Falltown Gore

I was poking around East Colrain last week, something I’ve done quite a bit lately, there and in Heath, another upland jewel in our western hills. Along the way, I bumped into a man I first met when we were both Frontier Regional schoolboys. He happened to abut the parcel I was exploring and was out tidying-up his lawn and tinkering with his lawnmower on an refreshing spring afternoon, around 4.

The snow had finally melted enough for a comfortable, in places soggy, walk through the crackly woods, which I had already completed when I popped into my old schoolmate’s back yard and stopped to chat about this and that, beginning with the long-overdue arrival of spring in the hills behind my home. He too was happy to breathe fresh, warm spring air, which undoubtedly had lured him out for afternoon chores, but he was quick to point out that it was still winter in the gorge below, the one known to natives as Bernardston Gore, before that Falltown Gore, a natural obstruction that created hardships for pioneer on both sides.

“I drove through Green River Road this morning and it’s still winter down there, deep snow and ice on the steep banks near where the road washed out,” he said. “Take a ride if you don’t believe me. There’s still a ways to go down there.”

Knowing the unforgiving terrain in that deep ravine, I didn’t doubt him but had no interest in revisiting winter. I had my fill weeks ago, to be perfectly honest. But it did get me thinking about that “gore,” the one our earliest colonial settlers, some of them ancestors living just west of the Green River, found to be quite an obstacle in their daily travels, particularly Sunday treks of an ecclesiastical nature.

Going back to the original early 18th century land grants of Boston Townships 1 and 2, which have become northwestern Franklin County, a chunk of what is today Colrain along the western bank of the Green River belonged to Bernardston (Falltown), forcing residents to take an arduous, 14-mile weekly trip to church and back. The route meandered south through parts of the current Shelburne and Greenfield, then looped back north and east to Bernardston, presumably crossing the Green River near the Pumping Station ford. That trip became unnecessary once East Colrain built its own meeting house on Chandler Hill, but before Bernardston Gore inhabitants could attend the Colrain church, the colonial government in Boston had to annex it to Colrain, and, like any bureaucratic venture, it didn’t happen overnight.

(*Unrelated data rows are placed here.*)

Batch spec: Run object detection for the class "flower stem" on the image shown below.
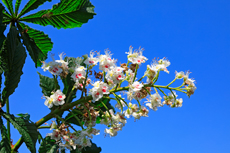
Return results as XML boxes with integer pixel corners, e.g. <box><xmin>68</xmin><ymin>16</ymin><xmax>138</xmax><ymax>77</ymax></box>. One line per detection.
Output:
<box><xmin>6</xmin><ymin>98</ymin><xmax>11</xmax><ymax>143</ymax></box>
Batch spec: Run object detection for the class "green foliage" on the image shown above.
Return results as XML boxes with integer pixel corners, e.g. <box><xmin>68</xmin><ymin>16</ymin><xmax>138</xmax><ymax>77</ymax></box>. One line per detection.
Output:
<box><xmin>65</xmin><ymin>108</ymin><xmax>83</xmax><ymax>126</ymax></box>
<box><xmin>81</xmin><ymin>141</ymin><xmax>101</xmax><ymax>153</ymax></box>
<box><xmin>0</xmin><ymin>3</ymin><xmax>6</xmax><ymax>50</ymax></box>
<box><xmin>2</xmin><ymin>113</ymin><xmax>39</xmax><ymax>153</ymax></box>
<box><xmin>1</xmin><ymin>27</ymin><xmax>26</xmax><ymax>105</ymax></box>
<box><xmin>38</xmin><ymin>136</ymin><xmax>58</xmax><ymax>153</ymax></box>
<box><xmin>18</xmin><ymin>23</ymin><xmax>53</xmax><ymax>67</ymax></box>
<box><xmin>95</xmin><ymin>98</ymin><xmax>116</xmax><ymax>113</ymax></box>
<box><xmin>14</xmin><ymin>0</ymin><xmax>22</xmax><ymax>15</ymax></box>
<box><xmin>18</xmin><ymin>0</ymin><xmax>51</xmax><ymax>17</ymax></box>
<box><xmin>62</xmin><ymin>74</ymin><xmax>77</xmax><ymax>103</ymax></box>
<box><xmin>2</xmin><ymin>0</ymin><xmax>14</xmax><ymax>15</ymax></box>
<box><xmin>37</xmin><ymin>72</ymin><xmax>55</xmax><ymax>97</ymax></box>
<box><xmin>70</xmin><ymin>140</ymin><xmax>101</xmax><ymax>153</ymax></box>
<box><xmin>0</xmin><ymin>117</ymin><xmax>11</xmax><ymax>153</ymax></box>
<box><xmin>20</xmin><ymin>0</ymin><xmax>95</xmax><ymax>29</ymax></box>
<box><xmin>17</xmin><ymin>113</ymin><xmax>30</xmax><ymax>120</ymax></box>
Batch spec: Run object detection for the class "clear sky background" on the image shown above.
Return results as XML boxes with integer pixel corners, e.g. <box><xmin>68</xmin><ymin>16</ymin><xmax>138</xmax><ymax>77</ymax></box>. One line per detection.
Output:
<box><xmin>2</xmin><ymin>0</ymin><xmax>230</xmax><ymax>153</ymax></box>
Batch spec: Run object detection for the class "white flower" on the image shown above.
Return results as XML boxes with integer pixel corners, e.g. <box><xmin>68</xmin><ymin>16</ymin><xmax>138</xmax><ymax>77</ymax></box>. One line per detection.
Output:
<box><xmin>162</xmin><ymin>91</ymin><xmax>178</xmax><ymax>106</ymax></box>
<box><xmin>175</xmin><ymin>98</ymin><xmax>183</xmax><ymax>107</ymax></box>
<box><xmin>139</xmin><ymin>106</ymin><xmax>149</xmax><ymax>117</ymax></box>
<box><xmin>124</xmin><ymin>108</ymin><xmax>133</xmax><ymax>118</ymax></box>
<box><xmin>125</xmin><ymin>69</ymin><xmax>134</xmax><ymax>83</ymax></box>
<box><xmin>146</xmin><ymin>93</ymin><xmax>162</xmax><ymax>111</ymax></box>
<box><xmin>176</xmin><ymin>71</ymin><xmax>185</xmax><ymax>79</ymax></box>
<box><xmin>53</xmin><ymin>90</ymin><xmax>66</xmax><ymax>106</ymax></box>
<box><xmin>71</xmin><ymin>65</ymin><xmax>86</xmax><ymax>82</ymax></box>
<box><xmin>132</xmin><ymin>112</ymin><xmax>141</xmax><ymax>120</ymax></box>
<box><xmin>48</xmin><ymin>62</ymin><xmax>63</xmax><ymax>75</ymax></box>
<box><xmin>99</xmin><ymin>50</ymin><xmax>116</xmax><ymax>72</ymax></box>
<box><xmin>44</xmin><ymin>95</ymin><xmax>55</xmax><ymax>108</ymax></box>
<box><xmin>55</xmin><ymin>53</ymin><xmax>68</xmax><ymax>67</ymax></box>
<box><xmin>126</xmin><ymin>46</ymin><xmax>148</xmax><ymax>65</ymax></box>
<box><xmin>126</xmin><ymin>90</ymin><xmax>134</xmax><ymax>101</ymax></box>
<box><xmin>105</xmin><ymin>67</ymin><xmax>125</xmax><ymax>84</ymax></box>
<box><xmin>84</xmin><ymin>51</ymin><xmax>99</xmax><ymax>65</ymax></box>
<box><xmin>104</xmin><ymin>123</ymin><xmax>122</xmax><ymax>137</ymax></box>
<box><xmin>129</xmin><ymin>81</ymin><xmax>143</xmax><ymax>92</ymax></box>
<box><xmin>90</xmin><ymin>81</ymin><xmax>110</xmax><ymax>101</ymax></box>
<box><xmin>44</xmin><ymin>90</ymin><xmax>66</xmax><ymax>108</ymax></box>
<box><xmin>47</xmin><ymin>129</ymin><xmax>61</xmax><ymax>141</ymax></box>
<box><xmin>115</xmin><ymin>95</ymin><xmax>125</xmax><ymax>109</ymax></box>
<box><xmin>42</xmin><ymin>53</ymin><xmax>68</xmax><ymax>75</ymax></box>
<box><xmin>112</xmin><ymin>112</ymin><xmax>127</xmax><ymax>126</ymax></box>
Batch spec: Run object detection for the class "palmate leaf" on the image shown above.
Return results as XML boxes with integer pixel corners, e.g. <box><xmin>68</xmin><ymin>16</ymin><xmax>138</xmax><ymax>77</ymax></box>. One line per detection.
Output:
<box><xmin>18</xmin><ymin>0</ymin><xmax>52</xmax><ymax>17</ymax></box>
<box><xmin>2</xmin><ymin>0</ymin><xmax>14</xmax><ymax>15</ymax></box>
<box><xmin>37</xmin><ymin>72</ymin><xmax>55</xmax><ymax>97</ymax></box>
<box><xmin>2</xmin><ymin>113</ymin><xmax>39</xmax><ymax>153</ymax></box>
<box><xmin>70</xmin><ymin>140</ymin><xmax>101</xmax><ymax>153</ymax></box>
<box><xmin>38</xmin><ymin>136</ymin><xmax>59</xmax><ymax>153</ymax></box>
<box><xmin>18</xmin><ymin>23</ymin><xmax>53</xmax><ymax>67</ymax></box>
<box><xmin>1</xmin><ymin>27</ymin><xmax>26</xmax><ymax>105</ymax></box>
<box><xmin>0</xmin><ymin>3</ymin><xmax>6</xmax><ymax>50</ymax></box>
<box><xmin>81</xmin><ymin>141</ymin><xmax>101</xmax><ymax>153</ymax></box>
<box><xmin>20</xmin><ymin>0</ymin><xmax>95</xmax><ymax>29</ymax></box>
<box><xmin>64</xmin><ymin>108</ymin><xmax>83</xmax><ymax>126</ymax></box>
<box><xmin>0</xmin><ymin>117</ymin><xmax>11</xmax><ymax>153</ymax></box>
<box><xmin>14</xmin><ymin>0</ymin><xmax>22</xmax><ymax>15</ymax></box>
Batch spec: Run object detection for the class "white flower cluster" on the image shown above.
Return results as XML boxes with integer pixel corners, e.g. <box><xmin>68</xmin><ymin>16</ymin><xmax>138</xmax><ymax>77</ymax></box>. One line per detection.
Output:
<box><xmin>42</xmin><ymin>53</ymin><xmax>68</xmax><ymax>75</ymax></box>
<box><xmin>90</xmin><ymin>81</ymin><xmax>109</xmax><ymax>101</ymax></box>
<box><xmin>145</xmin><ymin>59</ymin><xmax>170</xmax><ymax>83</ymax></box>
<box><xmin>44</xmin><ymin>90</ymin><xmax>66</xmax><ymax>108</ymax></box>
<box><xmin>40</xmin><ymin>46</ymin><xmax>196</xmax><ymax>149</ymax></box>
<box><xmin>47</xmin><ymin>122</ymin><xmax>100</xmax><ymax>150</ymax></box>
<box><xmin>126</xmin><ymin>46</ymin><xmax>148</xmax><ymax>65</ymax></box>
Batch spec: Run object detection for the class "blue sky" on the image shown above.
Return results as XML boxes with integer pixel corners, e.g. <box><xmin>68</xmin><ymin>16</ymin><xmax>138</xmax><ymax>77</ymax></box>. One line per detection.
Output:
<box><xmin>2</xmin><ymin>0</ymin><xmax>230</xmax><ymax>153</ymax></box>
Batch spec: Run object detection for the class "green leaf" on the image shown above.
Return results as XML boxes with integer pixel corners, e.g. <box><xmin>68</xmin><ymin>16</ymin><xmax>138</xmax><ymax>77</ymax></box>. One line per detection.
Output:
<box><xmin>0</xmin><ymin>3</ymin><xmax>6</xmax><ymax>50</ymax></box>
<box><xmin>95</xmin><ymin>98</ymin><xmax>116</xmax><ymax>113</ymax></box>
<box><xmin>64</xmin><ymin>108</ymin><xmax>83</xmax><ymax>126</ymax></box>
<box><xmin>14</xmin><ymin>0</ymin><xmax>22</xmax><ymax>15</ymax></box>
<box><xmin>3</xmin><ymin>113</ymin><xmax>39</xmax><ymax>153</ymax></box>
<box><xmin>62</xmin><ymin>73</ymin><xmax>77</xmax><ymax>103</ymax></box>
<box><xmin>18</xmin><ymin>23</ymin><xmax>53</xmax><ymax>67</ymax></box>
<box><xmin>20</xmin><ymin>0</ymin><xmax>95</xmax><ymax>29</ymax></box>
<box><xmin>81</xmin><ymin>140</ymin><xmax>101</xmax><ymax>153</ymax></box>
<box><xmin>1</xmin><ymin>27</ymin><xmax>26</xmax><ymax>105</ymax></box>
<box><xmin>2</xmin><ymin>0</ymin><xmax>14</xmax><ymax>15</ymax></box>
<box><xmin>37</xmin><ymin>72</ymin><xmax>55</xmax><ymax>97</ymax></box>
<box><xmin>18</xmin><ymin>0</ymin><xmax>52</xmax><ymax>17</ymax></box>
<box><xmin>0</xmin><ymin>24</ymin><xmax>6</xmax><ymax>50</ymax></box>
<box><xmin>38</xmin><ymin>136</ymin><xmax>59</xmax><ymax>153</ymax></box>
<box><xmin>16</xmin><ymin>113</ymin><xmax>30</xmax><ymax>120</ymax></box>
<box><xmin>0</xmin><ymin>117</ymin><xmax>11</xmax><ymax>153</ymax></box>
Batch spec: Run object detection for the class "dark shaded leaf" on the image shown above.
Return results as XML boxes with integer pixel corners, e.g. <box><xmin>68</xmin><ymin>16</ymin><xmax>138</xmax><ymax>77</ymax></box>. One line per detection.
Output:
<box><xmin>0</xmin><ymin>117</ymin><xmax>11</xmax><ymax>153</ymax></box>
<box><xmin>0</xmin><ymin>3</ymin><xmax>6</xmax><ymax>50</ymax></box>
<box><xmin>18</xmin><ymin>0</ymin><xmax>52</xmax><ymax>17</ymax></box>
<box><xmin>3</xmin><ymin>113</ymin><xmax>39</xmax><ymax>153</ymax></box>
<box><xmin>14</xmin><ymin>0</ymin><xmax>22</xmax><ymax>15</ymax></box>
<box><xmin>2</xmin><ymin>0</ymin><xmax>14</xmax><ymax>15</ymax></box>
<box><xmin>20</xmin><ymin>0</ymin><xmax>95</xmax><ymax>29</ymax></box>
<box><xmin>1</xmin><ymin>27</ymin><xmax>26</xmax><ymax>105</ymax></box>
<box><xmin>38</xmin><ymin>136</ymin><xmax>58</xmax><ymax>153</ymax></box>
<box><xmin>64</xmin><ymin>108</ymin><xmax>83</xmax><ymax>126</ymax></box>
<box><xmin>95</xmin><ymin>98</ymin><xmax>116</xmax><ymax>113</ymax></box>
<box><xmin>37</xmin><ymin>72</ymin><xmax>55</xmax><ymax>97</ymax></box>
<box><xmin>62</xmin><ymin>73</ymin><xmax>77</xmax><ymax>103</ymax></box>
<box><xmin>18</xmin><ymin>23</ymin><xmax>53</xmax><ymax>67</ymax></box>
<box><xmin>16</xmin><ymin>113</ymin><xmax>30</xmax><ymax>120</ymax></box>
<box><xmin>81</xmin><ymin>140</ymin><xmax>101</xmax><ymax>153</ymax></box>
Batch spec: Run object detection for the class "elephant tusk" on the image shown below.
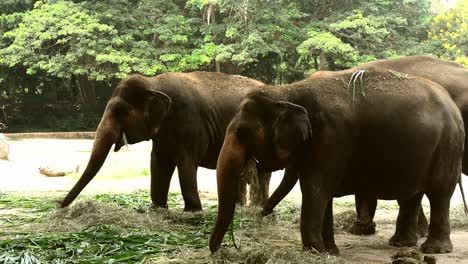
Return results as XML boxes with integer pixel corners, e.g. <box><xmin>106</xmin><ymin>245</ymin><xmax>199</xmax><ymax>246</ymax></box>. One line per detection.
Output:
<box><xmin>122</xmin><ymin>132</ymin><xmax>128</xmax><ymax>146</ymax></box>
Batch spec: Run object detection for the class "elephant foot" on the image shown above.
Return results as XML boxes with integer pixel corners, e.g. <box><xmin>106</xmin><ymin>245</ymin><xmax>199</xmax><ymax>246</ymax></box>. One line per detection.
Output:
<box><xmin>388</xmin><ymin>232</ymin><xmax>418</xmax><ymax>247</ymax></box>
<box><xmin>150</xmin><ymin>203</ymin><xmax>168</xmax><ymax>209</ymax></box>
<box><xmin>417</xmin><ymin>217</ymin><xmax>429</xmax><ymax>237</ymax></box>
<box><xmin>261</xmin><ymin>207</ymin><xmax>273</xmax><ymax>216</ymax></box>
<box><xmin>184</xmin><ymin>206</ymin><xmax>203</xmax><ymax>212</ymax></box>
<box><xmin>349</xmin><ymin>220</ymin><xmax>375</xmax><ymax>236</ymax></box>
<box><xmin>325</xmin><ymin>243</ymin><xmax>340</xmax><ymax>256</ymax></box>
<box><xmin>421</xmin><ymin>237</ymin><xmax>453</xmax><ymax>254</ymax></box>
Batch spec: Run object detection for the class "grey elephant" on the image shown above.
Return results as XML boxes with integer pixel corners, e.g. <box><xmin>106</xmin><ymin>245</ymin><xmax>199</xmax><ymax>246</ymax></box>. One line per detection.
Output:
<box><xmin>61</xmin><ymin>72</ymin><xmax>270</xmax><ymax>211</ymax></box>
<box><xmin>209</xmin><ymin>68</ymin><xmax>465</xmax><ymax>254</ymax></box>
<box><xmin>263</xmin><ymin>55</ymin><xmax>468</xmax><ymax>236</ymax></box>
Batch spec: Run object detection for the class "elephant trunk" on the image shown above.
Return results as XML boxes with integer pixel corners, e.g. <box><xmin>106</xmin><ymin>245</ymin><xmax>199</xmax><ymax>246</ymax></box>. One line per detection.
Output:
<box><xmin>210</xmin><ymin>134</ymin><xmax>246</xmax><ymax>253</ymax></box>
<box><xmin>61</xmin><ymin>117</ymin><xmax>120</xmax><ymax>208</ymax></box>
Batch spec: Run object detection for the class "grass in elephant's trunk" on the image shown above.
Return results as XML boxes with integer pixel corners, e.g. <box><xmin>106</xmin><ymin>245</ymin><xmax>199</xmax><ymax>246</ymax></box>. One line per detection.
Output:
<box><xmin>0</xmin><ymin>191</ymin><xmax>468</xmax><ymax>264</ymax></box>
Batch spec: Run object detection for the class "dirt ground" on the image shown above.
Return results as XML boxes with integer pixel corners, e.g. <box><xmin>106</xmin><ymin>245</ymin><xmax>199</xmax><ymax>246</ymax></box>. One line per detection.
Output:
<box><xmin>0</xmin><ymin>139</ymin><xmax>468</xmax><ymax>264</ymax></box>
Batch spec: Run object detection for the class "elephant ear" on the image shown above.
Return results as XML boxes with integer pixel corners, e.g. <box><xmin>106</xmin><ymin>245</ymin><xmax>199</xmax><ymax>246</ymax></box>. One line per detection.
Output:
<box><xmin>273</xmin><ymin>101</ymin><xmax>312</xmax><ymax>158</ymax></box>
<box><xmin>144</xmin><ymin>90</ymin><xmax>172</xmax><ymax>134</ymax></box>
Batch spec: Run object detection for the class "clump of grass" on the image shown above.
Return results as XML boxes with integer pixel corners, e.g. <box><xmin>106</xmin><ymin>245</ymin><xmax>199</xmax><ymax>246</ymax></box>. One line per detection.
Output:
<box><xmin>0</xmin><ymin>191</ymin><xmax>345</xmax><ymax>264</ymax></box>
<box><xmin>450</xmin><ymin>205</ymin><xmax>468</xmax><ymax>229</ymax></box>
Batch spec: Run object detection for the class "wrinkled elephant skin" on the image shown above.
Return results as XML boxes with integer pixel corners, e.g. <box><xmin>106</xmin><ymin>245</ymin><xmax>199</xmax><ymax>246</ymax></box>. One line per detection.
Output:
<box><xmin>209</xmin><ymin>69</ymin><xmax>465</xmax><ymax>254</ymax></box>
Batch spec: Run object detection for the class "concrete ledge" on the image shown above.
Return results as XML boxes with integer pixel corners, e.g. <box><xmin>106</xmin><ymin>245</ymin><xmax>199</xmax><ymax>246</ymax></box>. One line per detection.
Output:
<box><xmin>4</xmin><ymin>132</ymin><xmax>96</xmax><ymax>139</ymax></box>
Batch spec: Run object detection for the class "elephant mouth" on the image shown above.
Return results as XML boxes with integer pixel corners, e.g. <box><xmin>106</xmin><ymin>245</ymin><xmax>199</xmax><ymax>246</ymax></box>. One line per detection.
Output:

Having fished that section of the Green many times over the years, even way before I moved into “the neighborhood,” I am familiar with the steep, picturesque Falltown Gore and can sympathize with early inhabitants whose 1771 petition to Gov. Thomas Hutchinson I recently reviewed. The petitioners with names like Workman, Clark, Henry, and Lukas ask the governor to approve setting off their section of Bernardston to Colrain due to hardship in travel to and from church services. They cited difficulty crossing Green River when swollen, and the impossibility of building a road through the gorge as the main reasons for their request. Before 1780, the request was granted and Bernardston Gore became an extension of East Colrain. Today, trout fishing, swimming and deer hunting are the primary activities there. An east-west road through there has never been attempted and never will be. You just don’t cross geographic divides like Bernardston Gore. You follow them through or go around.